KEN WATANABE TO NARRATE MARTIN SCORSESE DOCUMENTARY “THE 50 YEAR ARGUMENT”
Tokyo, Japan / New York, NY – October 15, 2014 – WOWOW, Japan’s leading premium pay TV broadcaster, announced today that Academy Award® nominee Ken Watanabe (“The Last Samurai”) will lend his voice as narrator to Martin Scorsese and David Tedeschi’s documentary “The 50 Year Argument” for the Japanese audience.
WOWOW co-produced “The 50 Year Argument” with HBO Documentary Films, BBC Arena and Scorsese’s Sikelia Productions. Margaret Bodde produced the film with Scorsese and Tedeschi. Kayo Washio, who runs WOWOW’s Los Angeles office, is executive producer for WOWOW, while Anthony Wall is executive producer for BBC Arena. Cinephil handles international sales.
Said Scorsese, “I’ve always loved Ken Watanabe – his presence, the beauty of his movement, his precision, his delicacy. And his voice. He seemed to me to have exactly the right kind of voice for the Japanese narration of this picture, and I’m honored and certainly happy that he accepted.”
Scorsese added, “The idea of someone having faith in these ideas and making the films possible is extremely important to me. WOWOW’s support means a great deal to us, really.”
Watanabe commented, “I have a lot of respect for the ‘matter-of-fact approach’ this film takes and believe this kind of intelligent film should be seen in Japan. It’s important to convey the truth even if it’s painful, which is needed in Japan these days. Martin and I have had a dialogue over the last 10 years and have always discussed working together if we had a chance, and I am delighted that this project has brought us together.”
WOWOW’s Kayo Washio said, “I’m very happy to have Ken on board to narrate this film for our audience and that fact that he truly identifies with the film and its messaging will provide an even more authentic connection with the viewers. The painstaking detail and nuance that goes into Ken’s narration will be evident to our audience and we believe they will love it.”
The film will play in Japan exclusively on WOWOW and has also been made an official selection of the 27th Tokyo International Film Festival where it will screen in the special screenings section.
Since its founding over fifty years ago during the New York City newspaper strike of 1963, America’s leading journal of ideas has pursued its goal with rigor, a unique style and more than its share of controversy. “The 50 Year Argument,” directed by acclaimed filmmaker Martin Scorsese and his longtime documentary collaborator David Tedeschi, rides the waves of literary, political and cultural history in much the same way as the paper itself.
Provocative, idiosyncratic and incendiary, the film weaves rarely seen archival material, contributor interviews and excerpts from writings by such icons as James Baldwin, Gore Vidal, and Joan Didion with original verité footage filmed in the Review’s West Village office. These scenes reflect the humming, restless energy of a magazine that, heading into its second half-century, still feels as vital as its founding editors, Robert Silvers and the late Barbara Epstein. Confrontation and intelligent argument are in its DNA, as illustrated in the documentary by the skirmish between Vidal and Norman Mailer over women’s liberation, Mary McCarthy’s jeremiad against American hegemony in Vietnam, Mark Danner’s investigation into the use of enhanced interrogation during the Iraq war, and Michael Greenberg’s analysis of the Occupy movement. Joan Didion’s reading from her quietly furious explication of the 1989 Central Park Jogger Case, filmed at the recent fiftieth anniversary event at New York’s Town Hall, exemplifies the film’s approach: honor the writers, the writing, and the paper’s determination to reveal the truth in all its complexity.

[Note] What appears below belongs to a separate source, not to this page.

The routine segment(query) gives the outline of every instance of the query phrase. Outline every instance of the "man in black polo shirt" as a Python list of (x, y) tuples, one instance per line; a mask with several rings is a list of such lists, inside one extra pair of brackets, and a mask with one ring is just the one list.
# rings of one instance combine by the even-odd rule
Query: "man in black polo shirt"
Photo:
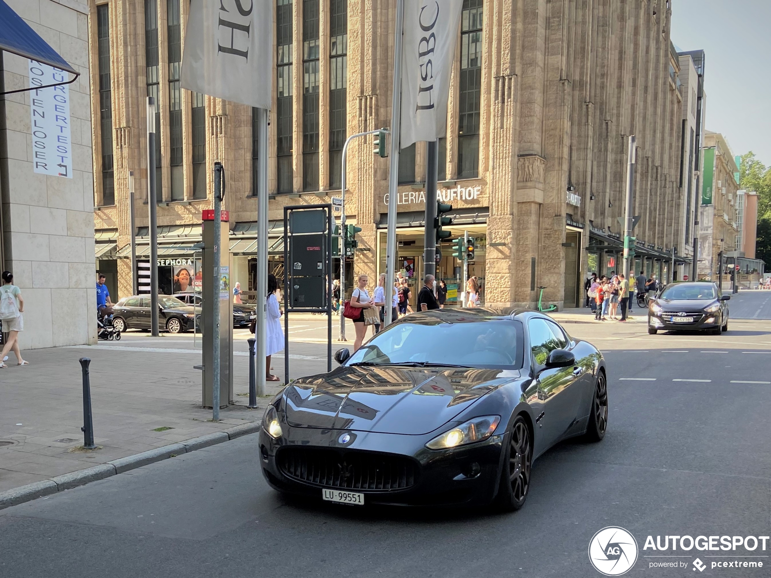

The film captures the power of ideas in shaping history. “Magazines don’t change the world,” says contributor Avishai Margalit, “but they shape a certain kind of climate of ideas. Influence is like the knight in chess, one move straight and then diagonal. It doesn’t go in straight lines.” The film documents this extraordinary process, through the inimitable filmmaking style of Martin Scorsese.
Ken Watanabe is widely known to English speaking audiences for playing tragic hero characters, such as General Tadamichi Kuribayashi in “Letters from Iwo Jima” and Lord Katsumoto Moritsugu in “The Last Samurai,” for which he was nominated for the Academy Award® for Best Supporting Actor. Among other awards, he has won the Japan Academy Prize for Best Actor twice, in 2007 for “Memories of Tomorrow” and in 2010 for “Shizumanu Taiyō.” He is also known for his roles in director Christopher Nolan’s Hollywood films “Batman Begins” and “Inception.” In 2014, he starred in the reboot of “Godzilla,” and lent his voice to the fourth installment of the “Transformers” franchise, “Transformers: Age of Extinction” as Decepticon, turned Autobot, Drift.
Watanabe will make his Broadway debut this spring in Lincoln Center Theatre’s revival production of “The King and I” in the title role (opposite Kelli O’Hara as Anna Leonowens).